My first assignment took me 3 weeks to compute. I handed it to the design engineer. He had forgotten who I was or what he had given me. Soon he took out his slide rule and began looking at charts and tables from a 3-ring notebook, then finally cleared his throat and said, “I don’t think your airplane is going to make it.” Every engineer in the office turned to look in our direction. “It seems that your plane disintegrated from flutter at an altitude of 30 feet and a speed of 15 mph.” It was comedy central time. There was knee slapping, guffawing, smart responses from every desk. I was mortified. My first job. I couldn’t do the work. I would be fired. My father had died in a hospital accident. I was an 18 year old orphan. What would I do?

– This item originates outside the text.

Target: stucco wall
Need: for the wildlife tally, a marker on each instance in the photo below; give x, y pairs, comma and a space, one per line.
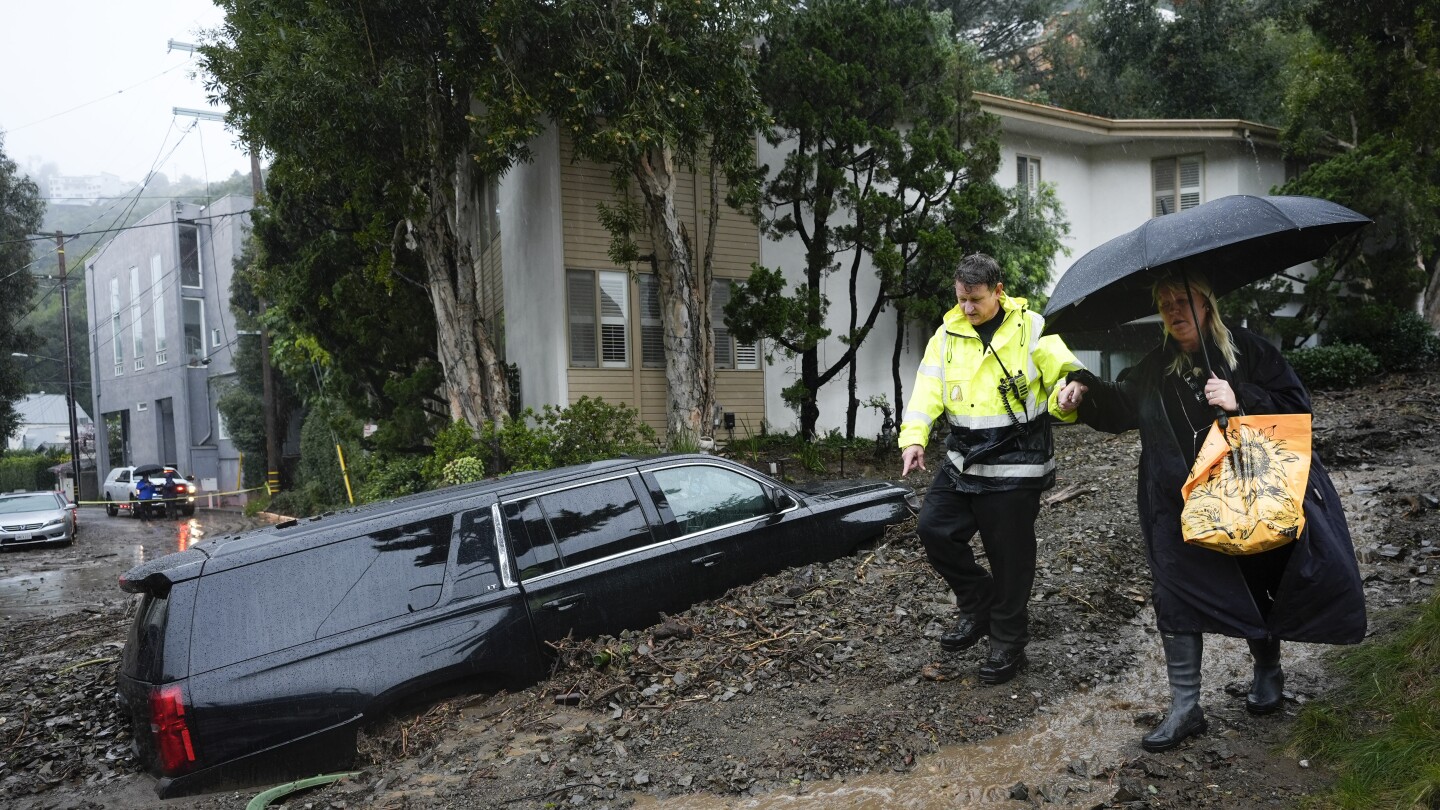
534, 273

“Take this back to Betty.” the engineer said. She’ll show you where you made your mistake. Run it through again and then bring it back.” Betty had been the only computer there when I arrived. She had 20 months’ experience. She immediately found where I had gone off the tracks and also showed me a series of check points that I could use along the way to detect errors. “Don’t mind the guys,” she added. “They were just razzing the engineer—they do it all the time.” I tried to believe that the humiliation was for him. Soon I was completing an assignment in two weeks time with no more razzing. Day after day after day I filled the yellow tablets with computations.

Working girls’ dormitory life was not too different from the college dorm. One of our favorite Sunday recreations was hiking down the levee to The Dayton Art Institute which had a big banner across its face reading “Dayton’s Living Room”. We would sit on the marble floor in one of the galleries and listen to 78 rpm classical music. It was wonderful to hear, in that beautiful setting, after a busy, noisy week of listening to radio news from the battlefronts.

Each evening we wrote v-mail letters to our brothers or our friends who were scattered around the world. Together we rejoiced when the captured were freed or the lost found. We cried when the first brother was killed and his sister, our classmate, was given a few days leave to be with her family even though there could be no funeral. Our work consumed our lives. We were participating in World War II.